Fico imaginando os diálogos das operárias embaixo da terra, enquanto se organizam. A formiga-rainha deve ser admirada, mesmo com os boatos de que não exerce nenhuma autoridade sobre o proletariado formigueiro.

Elas devem olhar para cima, admirando o buraco que evito pisar nas caminhadas pelos terrenos arenosos ou de mato aparado.

– Olha que luz forte. O que tem depois dela, além do nosso mundo? E se a gente pedir para alguém do além-formigueiro nos tirar daqui, pra gente sair dessa vida de só trabalhar e trabalhar?

– Um dia a gente chega lá. Tem algum Formigão-Mor olhando pro nosso esforço, vamos ser recompensadas.

E continuam o trabalho incansável, até saírem da irrelevância ao migrar sua casa para o batente da porta. Devem enxergar o fim dos tempos quando piso em seu mundo.

– A areia tá caindo, é o apocalipse, vamos subir pelo formigueiro até o céu, o paraíso de açúcar infinito tão prometido é uma realidade, são sinais do além-fomigueiro!

Para a infelicidade das minúsculas, pouco me importo com elas. Enquanto olham para cá, basta um pisão, uns inseticidas fedidos, uma lavada caprichada no canto do batente, no quintal ou no terreno todo cheio de mato. E tudo acaba, sem aviso.

Se para elas a tragédia é a profecia de um antigo formigão sábio, para mim não passa de um escorregão por acaso. As individualidades das formigas e as coincidências de fora do formigueiro são irrelevantes para o dia a dia corrido.
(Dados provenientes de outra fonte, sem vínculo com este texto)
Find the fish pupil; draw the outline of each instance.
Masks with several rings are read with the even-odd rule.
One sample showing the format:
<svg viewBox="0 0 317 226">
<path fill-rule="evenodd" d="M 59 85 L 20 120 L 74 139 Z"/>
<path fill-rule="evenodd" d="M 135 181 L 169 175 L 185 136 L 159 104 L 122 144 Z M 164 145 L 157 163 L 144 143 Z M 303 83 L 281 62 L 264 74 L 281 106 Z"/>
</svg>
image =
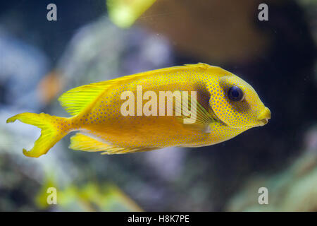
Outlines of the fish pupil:
<svg viewBox="0 0 317 226">
<path fill-rule="evenodd" d="M 228 97 L 232 101 L 242 101 L 244 99 L 243 91 L 239 86 L 233 85 L 228 92 Z"/>
</svg>

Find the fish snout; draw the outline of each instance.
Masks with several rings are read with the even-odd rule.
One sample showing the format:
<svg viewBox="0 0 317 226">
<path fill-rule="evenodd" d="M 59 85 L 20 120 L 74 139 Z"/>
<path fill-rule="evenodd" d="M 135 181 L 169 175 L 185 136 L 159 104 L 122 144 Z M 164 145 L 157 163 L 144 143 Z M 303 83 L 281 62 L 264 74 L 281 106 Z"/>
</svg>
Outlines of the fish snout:
<svg viewBox="0 0 317 226">
<path fill-rule="evenodd" d="M 264 126 L 268 122 L 268 119 L 271 119 L 271 111 L 268 107 L 265 107 L 264 109 L 260 113 L 258 117 L 258 120 L 260 122 L 260 126 Z"/>
</svg>

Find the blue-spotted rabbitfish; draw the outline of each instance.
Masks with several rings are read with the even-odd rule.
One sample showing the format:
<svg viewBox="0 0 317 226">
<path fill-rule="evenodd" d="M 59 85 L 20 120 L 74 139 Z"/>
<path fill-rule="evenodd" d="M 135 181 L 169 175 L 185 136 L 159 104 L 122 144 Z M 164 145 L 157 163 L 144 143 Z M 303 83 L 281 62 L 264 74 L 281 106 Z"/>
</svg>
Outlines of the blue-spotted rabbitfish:
<svg viewBox="0 0 317 226">
<path fill-rule="evenodd" d="M 168 92 L 172 93 L 172 114 L 168 106 L 170 96 L 162 99 L 165 105 L 160 102 L 160 95 Z M 187 112 L 180 113 L 174 94 L 185 92 L 187 98 L 181 103 L 187 104 Z M 77 131 L 70 138 L 71 149 L 105 154 L 206 146 L 263 126 L 271 118 L 270 110 L 250 85 L 228 71 L 202 63 L 80 86 L 58 100 L 72 117 L 27 112 L 7 120 L 18 119 L 42 129 L 34 147 L 23 149 L 25 155 L 46 154 L 71 131 Z M 193 121 L 185 123 L 194 114 Z"/>
</svg>

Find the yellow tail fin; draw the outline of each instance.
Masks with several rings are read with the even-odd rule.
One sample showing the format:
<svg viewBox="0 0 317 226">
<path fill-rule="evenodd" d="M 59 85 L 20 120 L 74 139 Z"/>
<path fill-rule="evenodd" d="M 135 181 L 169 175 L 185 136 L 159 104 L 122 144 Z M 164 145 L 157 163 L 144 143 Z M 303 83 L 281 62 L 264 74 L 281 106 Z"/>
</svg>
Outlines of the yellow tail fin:
<svg viewBox="0 0 317 226">
<path fill-rule="evenodd" d="M 70 132 L 70 119 L 51 116 L 41 113 L 22 113 L 6 120 L 6 123 L 16 119 L 41 129 L 41 136 L 30 150 L 23 149 L 23 154 L 28 157 L 38 157 L 46 154 L 59 140 Z"/>
</svg>

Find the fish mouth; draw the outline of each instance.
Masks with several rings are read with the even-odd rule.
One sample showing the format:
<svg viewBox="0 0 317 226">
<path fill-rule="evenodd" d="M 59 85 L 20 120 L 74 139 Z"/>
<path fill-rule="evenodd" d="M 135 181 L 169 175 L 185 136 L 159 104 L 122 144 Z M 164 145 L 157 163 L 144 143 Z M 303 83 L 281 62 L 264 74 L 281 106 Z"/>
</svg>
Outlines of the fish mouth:
<svg viewBox="0 0 317 226">
<path fill-rule="evenodd" d="M 266 107 L 258 117 L 259 126 L 263 126 L 267 124 L 268 122 L 268 119 L 271 119 L 271 111 L 268 107 Z"/>
</svg>

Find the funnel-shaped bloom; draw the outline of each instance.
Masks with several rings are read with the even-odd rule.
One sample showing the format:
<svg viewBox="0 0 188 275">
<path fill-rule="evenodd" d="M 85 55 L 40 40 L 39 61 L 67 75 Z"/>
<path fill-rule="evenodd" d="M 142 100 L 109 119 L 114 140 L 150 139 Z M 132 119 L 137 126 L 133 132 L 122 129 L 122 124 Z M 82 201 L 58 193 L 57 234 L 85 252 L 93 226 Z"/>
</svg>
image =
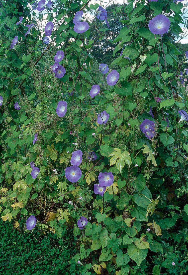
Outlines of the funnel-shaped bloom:
<svg viewBox="0 0 188 275">
<path fill-rule="evenodd" d="M 1 106 L 3 102 L 3 98 L 2 95 L 0 95 L 0 106 Z"/>
<path fill-rule="evenodd" d="M 42 40 L 43 43 L 45 44 L 48 44 L 50 42 L 50 40 L 47 36 L 44 36 Z"/>
<path fill-rule="evenodd" d="M 107 84 L 110 86 L 115 85 L 119 79 L 119 74 L 116 70 L 113 70 L 107 76 Z"/>
<path fill-rule="evenodd" d="M 63 51 L 57 51 L 54 57 L 55 62 L 60 62 L 64 57 L 64 53 Z"/>
<path fill-rule="evenodd" d="M 106 190 L 106 187 L 100 184 L 94 184 L 94 191 L 95 194 L 99 194 L 103 197 Z"/>
<path fill-rule="evenodd" d="M 33 168 L 31 173 L 31 175 L 33 178 L 37 178 L 40 172 L 39 168 L 38 167 L 34 167 Z"/>
<path fill-rule="evenodd" d="M 31 166 L 31 168 L 34 168 L 35 167 L 35 164 L 33 161 L 31 161 L 29 164 L 30 164 L 30 166 Z"/>
<path fill-rule="evenodd" d="M 12 44 L 10 44 L 10 49 L 13 49 L 14 50 L 16 50 L 16 49 L 15 48 L 15 45 L 13 45 L 12 43 Z"/>
<path fill-rule="evenodd" d="M 99 184 L 102 186 L 110 186 L 114 182 L 114 177 L 111 172 L 99 173 L 98 179 Z"/>
<path fill-rule="evenodd" d="M 88 220 L 85 217 L 82 216 L 77 222 L 77 224 L 79 228 L 82 230 L 88 224 Z"/>
<path fill-rule="evenodd" d="M 75 16 L 72 20 L 74 24 L 76 24 L 77 23 L 80 22 L 81 20 L 83 20 L 83 18 L 82 18 L 83 15 L 83 10 L 80 10 L 79 12 L 76 12 Z"/>
<path fill-rule="evenodd" d="M 18 43 L 18 35 L 16 35 L 15 36 L 14 38 L 12 40 L 12 44 L 13 45 L 16 45 L 16 43 Z"/>
<path fill-rule="evenodd" d="M 39 12 L 45 9 L 45 3 L 46 0 L 40 0 L 38 3 L 38 6 L 37 9 Z"/>
<path fill-rule="evenodd" d="M 152 109 L 151 107 L 150 107 L 150 111 L 148 112 L 148 114 L 149 114 L 150 115 L 151 115 L 152 117 L 154 117 L 154 115 L 153 114 L 153 112 L 152 111 Z"/>
<path fill-rule="evenodd" d="M 93 85 L 89 92 L 89 94 L 91 97 L 94 97 L 99 94 L 100 92 L 100 86 L 99 85 Z"/>
<path fill-rule="evenodd" d="M 50 0 L 48 2 L 47 4 L 46 4 L 46 7 L 51 10 L 53 10 L 54 9 L 54 7 L 52 6 L 52 3 L 51 0 Z"/>
<path fill-rule="evenodd" d="M 63 66 L 59 65 L 57 68 L 54 70 L 55 76 L 58 78 L 61 78 L 65 74 L 66 71 Z"/>
<path fill-rule="evenodd" d="M 159 14 L 149 22 L 150 31 L 155 34 L 166 33 L 169 29 L 170 21 L 163 14 Z"/>
<path fill-rule="evenodd" d="M 60 117 L 63 117 L 67 111 L 67 103 L 66 101 L 61 100 L 58 102 L 57 106 L 56 108 L 56 113 Z"/>
<path fill-rule="evenodd" d="M 93 151 L 91 153 L 90 152 L 88 154 L 89 156 L 88 156 L 88 158 L 89 160 L 91 160 L 93 161 L 95 160 L 98 157 L 96 154 Z"/>
<path fill-rule="evenodd" d="M 31 33 L 30 31 L 30 30 L 31 29 L 31 28 L 28 28 L 28 29 L 27 30 L 27 31 L 26 32 L 25 35 L 24 35 L 24 36 L 26 36 L 27 34 L 30 34 L 31 35 L 32 35 L 32 34 Z"/>
<path fill-rule="evenodd" d="M 37 219 L 35 216 L 32 215 L 26 221 L 26 228 L 28 230 L 31 230 L 36 225 Z"/>
<path fill-rule="evenodd" d="M 34 138 L 34 139 L 33 141 L 33 144 L 35 144 L 35 142 L 38 139 L 38 134 L 37 133 L 35 134 L 35 137 Z"/>
<path fill-rule="evenodd" d="M 47 36 L 50 36 L 52 34 L 52 32 L 54 26 L 52 22 L 50 21 L 46 24 L 44 28 L 45 35 Z"/>
<path fill-rule="evenodd" d="M 97 123 L 99 124 L 105 124 L 106 123 L 109 118 L 110 115 L 106 111 L 103 111 L 97 116 Z"/>
<path fill-rule="evenodd" d="M 145 119 L 140 125 L 140 129 L 143 133 L 145 133 L 149 130 L 154 131 L 154 123 L 152 120 Z"/>
<path fill-rule="evenodd" d="M 89 26 L 87 22 L 78 22 L 74 25 L 74 30 L 77 34 L 82 34 L 87 31 Z"/>
<path fill-rule="evenodd" d="M 18 102 L 16 102 L 14 105 L 14 108 L 16 109 L 18 111 L 18 110 L 19 110 L 21 107 L 18 104 Z"/>
<path fill-rule="evenodd" d="M 82 176 L 82 171 L 76 165 L 67 167 L 65 171 L 65 177 L 71 182 L 76 182 Z"/>
<path fill-rule="evenodd" d="M 99 66 L 99 68 L 102 73 L 106 73 L 109 70 L 108 66 L 106 64 L 102 63 L 100 64 Z"/>
<path fill-rule="evenodd" d="M 181 118 L 179 120 L 179 122 L 184 120 L 186 120 L 188 122 L 188 115 L 185 111 L 183 110 L 180 110 L 178 111 L 178 112 L 181 116 Z"/>
<path fill-rule="evenodd" d="M 97 15 L 96 17 L 99 20 L 104 20 L 105 18 L 107 18 L 107 11 L 105 9 L 101 6 L 99 6 L 98 9 L 96 11 Z"/>
<path fill-rule="evenodd" d="M 58 68 L 59 65 L 59 64 L 58 62 L 55 62 L 52 66 L 52 70 L 54 73 L 55 72 L 55 70 Z"/>
<path fill-rule="evenodd" d="M 17 23 L 16 23 L 16 24 L 17 25 L 19 25 L 19 24 L 21 23 L 22 21 L 22 20 L 23 20 L 23 18 L 22 16 L 20 16 L 20 17 L 19 17 L 19 21 L 18 22 L 17 22 Z"/>
<path fill-rule="evenodd" d="M 78 166 L 82 163 L 83 154 L 83 153 L 80 150 L 77 150 L 72 152 L 71 160 L 71 163 L 72 165 Z"/>
</svg>

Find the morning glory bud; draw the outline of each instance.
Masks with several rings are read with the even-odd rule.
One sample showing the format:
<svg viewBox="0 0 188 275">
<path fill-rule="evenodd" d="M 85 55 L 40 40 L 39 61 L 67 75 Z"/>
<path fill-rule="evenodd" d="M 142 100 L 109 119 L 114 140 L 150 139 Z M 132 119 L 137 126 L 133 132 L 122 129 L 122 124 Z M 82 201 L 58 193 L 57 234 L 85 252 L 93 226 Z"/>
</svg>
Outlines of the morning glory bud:
<svg viewBox="0 0 188 275">
<path fill-rule="evenodd" d="M 57 171 L 56 171 L 56 169 L 54 169 L 54 170 L 53 170 L 53 171 L 55 172 L 55 174 L 56 175 L 57 175 L 58 174 L 58 173 L 57 172 Z"/>
<path fill-rule="evenodd" d="M 85 67 L 85 68 L 86 69 L 86 70 L 88 69 L 88 67 L 87 67 L 87 65 L 86 65 L 86 63 L 84 63 L 83 64 L 83 66 Z"/>
<path fill-rule="evenodd" d="M 93 136 L 94 138 L 96 138 L 97 137 L 95 133 L 93 133 L 92 134 L 92 135 Z"/>
</svg>

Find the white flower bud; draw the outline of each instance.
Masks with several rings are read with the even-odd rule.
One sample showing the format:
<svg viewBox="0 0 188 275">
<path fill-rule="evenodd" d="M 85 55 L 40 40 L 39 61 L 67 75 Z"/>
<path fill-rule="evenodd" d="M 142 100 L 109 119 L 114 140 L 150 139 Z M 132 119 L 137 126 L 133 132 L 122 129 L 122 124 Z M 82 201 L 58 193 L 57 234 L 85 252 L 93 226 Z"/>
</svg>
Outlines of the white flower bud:
<svg viewBox="0 0 188 275">
<path fill-rule="evenodd" d="M 57 175 L 58 174 L 58 173 L 57 172 L 56 169 L 54 169 L 54 170 L 53 170 L 53 171 L 54 172 L 54 173 L 55 173 L 55 174 L 56 175 Z"/>
<path fill-rule="evenodd" d="M 92 135 L 93 136 L 94 138 L 96 138 L 97 137 L 95 133 L 93 133 L 92 134 Z"/>
</svg>

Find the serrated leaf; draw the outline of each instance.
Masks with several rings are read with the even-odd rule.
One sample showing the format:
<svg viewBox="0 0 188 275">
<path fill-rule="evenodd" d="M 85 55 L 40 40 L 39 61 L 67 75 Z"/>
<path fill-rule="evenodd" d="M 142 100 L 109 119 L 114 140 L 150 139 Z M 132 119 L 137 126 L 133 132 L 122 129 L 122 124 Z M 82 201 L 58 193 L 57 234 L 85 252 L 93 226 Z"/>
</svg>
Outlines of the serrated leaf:
<svg viewBox="0 0 188 275">
<path fill-rule="evenodd" d="M 144 144 L 143 144 L 143 146 L 145 147 L 145 148 L 144 149 L 143 149 L 142 153 L 146 153 L 147 155 L 149 154 L 149 156 L 147 158 L 147 160 L 151 160 L 152 164 L 153 164 L 154 166 L 156 167 L 157 166 L 157 164 L 156 163 L 154 156 L 152 154 L 151 150 L 149 149 L 147 145 L 146 145 Z"/>
</svg>

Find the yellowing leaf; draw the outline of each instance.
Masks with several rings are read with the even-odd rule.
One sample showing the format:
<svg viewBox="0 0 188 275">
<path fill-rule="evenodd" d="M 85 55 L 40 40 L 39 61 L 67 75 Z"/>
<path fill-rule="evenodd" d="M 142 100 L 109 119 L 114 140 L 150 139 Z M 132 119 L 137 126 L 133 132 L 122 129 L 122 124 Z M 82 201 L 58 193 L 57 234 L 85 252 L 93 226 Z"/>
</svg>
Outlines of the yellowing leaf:
<svg viewBox="0 0 188 275">
<path fill-rule="evenodd" d="M 106 188 L 105 192 L 108 191 L 110 195 L 117 194 L 118 191 L 118 185 L 117 182 L 114 182 L 113 184 Z"/>
<path fill-rule="evenodd" d="M 129 155 L 130 154 L 127 151 L 121 151 L 118 148 L 115 148 L 115 152 L 110 154 L 109 156 L 111 156 L 110 160 L 110 165 L 112 165 L 116 163 L 116 167 L 120 172 L 125 166 L 125 163 L 129 167 L 132 164 L 132 160 Z"/>
<path fill-rule="evenodd" d="M 55 218 L 55 213 L 54 212 L 50 212 L 48 211 L 46 214 L 46 216 L 44 222 L 48 222 L 54 221 Z"/>
<path fill-rule="evenodd" d="M 19 224 L 17 221 L 16 221 L 14 223 L 14 227 L 15 228 L 17 228 L 19 225 Z"/>
<path fill-rule="evenodd" d="M 18 207 L 23 208 L 24 207 L 24 205 L 22 202 L 16 202 L 14 204 L 12 204 L 11 207 L 12 207 L 14 210 L 14 209 L 16 208 L 17 209 Z"/>
<path fill-rule="evenodd" d="M 8 219 L 9 221 L 10 222 L 12 219 L 12 217 L 10 213 L 9 213 L 4 216 L 2 216 L 1 218 L 4 222 L 5 221 L 7 221 Z"/>
<path fill-rule="evenodd" d="M 93 270 L 97 274 L 101 274 L 102 269 L 99 265 L 94 265 L 92 266 Z"/>
</svg>

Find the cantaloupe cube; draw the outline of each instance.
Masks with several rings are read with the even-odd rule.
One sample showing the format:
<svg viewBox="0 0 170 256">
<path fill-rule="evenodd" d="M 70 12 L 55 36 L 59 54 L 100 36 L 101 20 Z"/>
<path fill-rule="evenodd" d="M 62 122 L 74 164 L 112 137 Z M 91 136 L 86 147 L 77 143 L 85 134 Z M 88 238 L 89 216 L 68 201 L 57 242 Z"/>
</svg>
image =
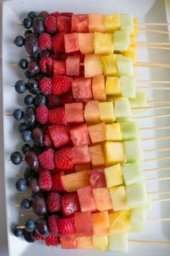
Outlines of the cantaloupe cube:
<svg viewBox="0 0 170 256">
<path fill-rule="evenodd" d="M 87 129 L 92 143 L 100 143 L 106 140 L 104 123 L 91 125 Z"/>
<path fill-rule="evenodd" d="M 94 33 L 79 33 L 77 35 L 81 53 L 82 54 L 94 53 Z"/>
<path fill-rule="evenodd" d="M 104 32 L 104 15 L 89 14 L 89 32 Z"/>
<path fill-rule="evenodd" d="M 94 249 L 106 251 L 108 249 L 108 236 L 93 236 L 93 247 Z"/>
<path fill-rule="evenodd" d="M 116 76 L 117 74 L 117 58 L 115 54 L 101 57 L 104 76 Z"/>
<path fill-rule="evenodd" d="M 106 94 L 107 95 L 120 95 L 122 93 L 120 78 L 107 77 L 106 80 Z"/>
<path fill-rule="evenodd" d="M 98 106 L 102 121 L 112 123 L 115 121 L 115 110 L 112 102 L 99 102 Z"/>
<path fill-rule="evenodd" d="M 97 101 L 91 101 L 85 106 L 84 116 L 86 123 L 98 124 L 101 121 L 98 103 Z"/>
<path fill-rule="evenodd" d="M 114 211 L 127 210 L 127 197 L 124 186 L 109 189 Z"/>
<path fill-rule="evenodd" d="M 89 147 L 92 168 L 102 168 L 105 166 L 105 160 L 101 145 Z"/>
<path fill-rule="evenodd" d="M 84 64 L 85 77 L 93 77 L 103 73 L 102 63 L 99 55 L 85 54 Z"/>
<path fill-rule="evenodd" d="M 92 192 L 99 211 L 112 209 L 109 192 L 107 187 L 95 188 Z"/>
<path fill-rule="evenodd" d="M 109 14 L 104 17 L 104 28 L 107 32 L 113 32 L 120 30 L 120 14 Z"/>
<path fill-rule="evenodd" d="M 122 184 L 122 175 L 120 163 L 115 164 L 104 169 L 107 187 L 112 187 Z"/>
<path fill-rule="evenodd" d="M 125 161 L 125 151 L 122 142 L 107 142 L 104 146 L 106 166 Z"/>
<path fill-rule="evenodd" d="M 105 124 L 105 135 L 107 141 L 122 140 L 122 134 L 120 124 L 120 123 Z"/>
<path fill-rule="evenodd" d="M 98 74 L 92 78 L 93 98 L 99 101 L 106 101 L 105 80 L 103 74 Z"/>
<path fill-rule="evenodd" d="M 109 55 L 114 52 L 113 34 L 94 33 L 94 54 Z"/>
<path fill-rule="evenodd" d="M 109 219 L 107 210 L 93 213 L 93 231 L 94 236 L 107 236 L 109 232 Z"/>
</svg>

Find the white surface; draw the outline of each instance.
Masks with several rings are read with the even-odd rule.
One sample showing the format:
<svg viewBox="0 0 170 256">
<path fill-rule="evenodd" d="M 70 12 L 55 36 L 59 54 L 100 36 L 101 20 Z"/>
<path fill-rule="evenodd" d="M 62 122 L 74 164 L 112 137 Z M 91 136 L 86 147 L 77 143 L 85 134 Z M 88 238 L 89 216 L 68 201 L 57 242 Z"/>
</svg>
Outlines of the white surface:
<svg viewBox="0 0 170 256">
<path fill-rule="evenodd" d="M 39 1 L 6 1 L 4 4 L 4 19 L 3 19 L 3 90 L 4 90 L 4 114 L 11 112 L 17 107 L 22 107 L 22 97 L 18 96 L 11 85 L 22 77 L 24 78 L 22 71 L 17 68 L 12 68 L 11 63 L 18 62 L 21 57 L 27 55 L 24 48 L 18 48 L 11 43 L 12 39 L 19 34 L 23 34 L 24 30 L 21 26 L 17 26 L 25 16 L 26 13 L 31 10 L 40 12 L 41 10 L 48 10 L 50 12 L 54 11 L 59 12 L 73 12 L 77 13 L 110 13 L 121 12 L 131 13 L 134 17 L 138 17 L 140 22 L 166 22 L 166 14 L 165 1 L 163 0 L 39 0 Z M 153 28 L 155 28 L 153 27 Z M 156 27 L 157 28 L 157 27 Z M 160 27 L 159 29 L 166 30 L 166 27 Z M 138 41 L 168 41 L 166 35 L 146 33 L 140 32 Z M 169 62 L 169 53 L 166 51 L 147 50 L 140 48 L 138 50 L 139 61 L 151 62 Z M 148 69 L 138 68 L 138 79 L 142 80 L 169 80 L 169 69 Z M 167 92 L 148 91 L 149 98 L 151 99 L 164 99 L 169 100 L 170 93 Z M 148 114 L 169 113 L 169 110 L 160 110 L 149 111 Z M 146 113 L 147 114 L 147 113 Z M 2 114 L 1 111 L 0 114 Z M 1 116 L 1 120 L 2 117 Z M 170 119 L 143 119 L 140 121 L 141 127 L 154 127 L 170 125 Z M 2 124 L 1 124 L 2 125 Z M 19 202 L 19 200 L 17 197 L 17 191 L 14 187 L 14 183 L 17 179 L 17 174 L 22 172 L 25 167 L 24 164 L 22 166 L 15 166 L 9 161 L 10 153 L 15 150 L 20 150 L 22 142 L 18 140 L 19 134 L 17 132 L 17 124 L 14 121 L 12 117 L 5 116 L 4 115 L 4 172 L 5 172 L 5 186 L 6 186 L 6 218 L 7 231 L 9 239 L 9 250 L 10 256 L 54 256 L 54 255 L 68 255 L 70 256 L 103 256 L 109 255 L 111 252 L 104 252 L 97 250 L 79 251 L 79 250 L 61 250 L 58 248 L 47 247 L 42 245 L 41 242 L 36 242 L 33 244 L 28 244 L 23 240 L 15 238 L 11 233 L 11 227 L 19 222 L 22 224 L 24 220 L 20 217 L 21 210 L 11 207 L 12 202 Z M 1 152 L 3 152 L 3 137 L 2 127 L 1 129 Z M 148 134 L 147 134 L 148 133 Z M 143 137 L 158 137 L 169 135 L 169 131 L 150 131 L 150 132 L 143 132 Z M 147 142 L 143 143 L 143 149 L 168 148 L 169 140 L 161 140 L 156 142 Z M 145 155 L 145 158 L 156 158 L 161 156 L 169 155 L 169 152 L 151 153 Z M 1 153 L 2 158 L 2 153 Z M 6 256 L 6 242 L 5 229 L 6 224 L 4 221 L 4 167 L 3 159 L 1 160 L 1 205 L 0 205 L 0 232 L 1 249 L 0 255 Z M 161 162 L 150 162 L 143 164 L 144 168 L 155 168 L 157 166 L 169 166 L 169 161 Z M 156 176 L 168 176 L 169 171 L 146 173 L 146 179 Z M 148 189 L 154 190 L 168 190 L 169 189 L 169 181 L 160 182 L 147 182 Z M 162 196 L 163 197 L 163 196 Z M 169 196 L 167 196 L 169 197 Z M 153 210 L 149 213 L 148 218 L 156 218 L 169 217 L 169 202 L 153 203 Z M 4 229 L 4 230 L 3 230 Z M 130 238 L 141 239 L 146 240 L 160 240 L 170 241 L 170 222 L 156 222 L 148 223 L 145 231 L 140 235 L 130 235 Z M 3 239 L 3 240 L 2 240 Z M 3 250 L 4 249 L 4 250 Z M 119 253 L 120 256 L 169 256 L 170 255 L 169 246 L 160 246 L 150 244 L 137 244 L 129 243 L 129 252 L 127 254 Z"/>
</svg>

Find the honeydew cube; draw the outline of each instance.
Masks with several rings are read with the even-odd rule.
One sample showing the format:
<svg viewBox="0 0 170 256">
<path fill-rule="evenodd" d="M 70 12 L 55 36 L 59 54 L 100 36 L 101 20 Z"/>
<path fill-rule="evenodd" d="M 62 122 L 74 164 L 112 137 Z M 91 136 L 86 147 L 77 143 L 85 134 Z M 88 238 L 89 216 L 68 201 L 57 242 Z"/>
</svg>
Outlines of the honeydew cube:
<svg viewBox="0 0 170 256">
<path fill-rule="evenodd" d="M 130 208 L 141 208 L 148 202 L 146 187 L 143 182 L 126 187 L 127 205 Z"/>
<path fill-rule="evenodd" d="M 122 95 L 128 98 L 135 98 L 135 79 L 133 77 L 122 76 L 120 77 Z"/>
<path fill-rule="evenodd" d="M 128 252 L 128 234 L 113 234 L 109 236 L 109 250 L 112 252 Z"/>
<path fill-rule="evenodd" d="M 114 33 L 115 51 L 128 51 L 130 43 L 130 33 L 127 30 L 117 30 Z"/>
<path fill-rule="evenodd" d="M 120 124 L 122 140 L 135 140 L 140 139 L 139 125 L 135 121 L 126 121 Z"/>
<path fill-rule="evenodd" d="M 132 58 L 117 55 L 117 74 L 119 76 L 133 76 L 134 74 Z"/>
<path fill-rule="evenodd" d="M 120 124 L 114 123 L 105 124 L 105 136 L 107 141 L 121 141 L 122 133 Z"/>
<path fill-rule="evenodd" d="M 132 117 L 132 111 L 128 98 L 115 100 L 115 109 L 116 119 Z"/>
<path fill-rule="evenodd" d="M 107 166 L 125 161 L 125 151 L 122 142 L 107 142 L 104 145 L 104 150 Z"/>
<path fill-rule="evenodd" d="M 140 140 L 125 141 L 124 144 L 128 163 L 143 161 L 143 150 Z"/>
<path fill-rule="evenodd" d="M 105 15 L 104 28 L 107 32 L 112 33 L 120 28 L 120 15 L 118 14 Z"/>
<path fill-rule="evenodd" d="M 146 222 L 146 209 L 134 208 L 130 210 L 130 232 L 141 232 L 143 231 Z"/>
<path fill-rule="evenodd" d="M 122 165 L 122 173 L 126 186 L 142 182 L 144 179 L 141 163 L 138 162 Z"/>
<path fill-rule="evenodd" d="M 128 210 L 126 191 L 124 186 L 118 186 L 109 189 L 113 205 L 113 210 Z"/>
<path fill-rule="evenodd" d="M 121 30 L 127 30 L 130 35 L 134 34 L 133 18 L 131 14 L 120 14 Z"/>
<path fill-rule="evenodd" d="M 101 57 L 104 76 L 116 76 L 117 74 L 117 58 L 115 54 Z"/>
<path fill-rule="evenodd" d="M 94 54 L 109 55 L 114 52 L 113 34 L 94 33 Z"/>
<path fill-rule="evenodd" d="M 115 121 L 115 114 L 112 102 L 99 102 L 99 117 L 102 121 L 112 123 Z"/>
<path fill-rule="evenodd" d="M 121 95 L 121 80 L 117 77 L 107 77 L 106 80 L 106 94 L 108 95 Z"/>
<path fill-rule="evenodd" d="M 120 163 L 104 168 L 104 171 L 107 187 L 112 187 L 122 184 L 122 174 Z"/>
</svg>

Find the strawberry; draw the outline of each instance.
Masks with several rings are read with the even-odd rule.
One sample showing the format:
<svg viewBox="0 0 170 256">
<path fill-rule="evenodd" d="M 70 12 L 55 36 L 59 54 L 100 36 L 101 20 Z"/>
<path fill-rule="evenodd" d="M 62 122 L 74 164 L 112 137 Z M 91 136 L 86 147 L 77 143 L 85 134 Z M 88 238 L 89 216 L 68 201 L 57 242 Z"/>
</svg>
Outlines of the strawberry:
<svg viewBox="0 0 170 256">
<path fill-rule="evenodd" d="M 39 47 L 41 51 L 51 49 L 51 37 L 47 33 L 43 33 L 38 38 Z"/>
<path fill-rule="evenodd" d="M 73 78 L 64 75 L 56 75 L 53 78 L 53 94 L 61 95 L 71 88 Z"/>
<path fill-rule="evenodd" d="M 58 226 L 61 236 L 68 235 L 75 232 L 74 218 L 59 218 Z"/>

Nenhuma delas sabe quando um pé tamanho 43 vai destruir em segundos o que levaram anos para erguer. Formigões sábios não previram o dia que um rodo vai levar água suficiente para seus corpos boiarem no tsunami trágico para o formigueiro.

Posso andar cuidadosamente, evitando destruir esses minúsculos universos, mas não consigo entender as formigas. Diante da própria pequenez, seu jeito de interpretar o mundo não tem muito sentido para mim.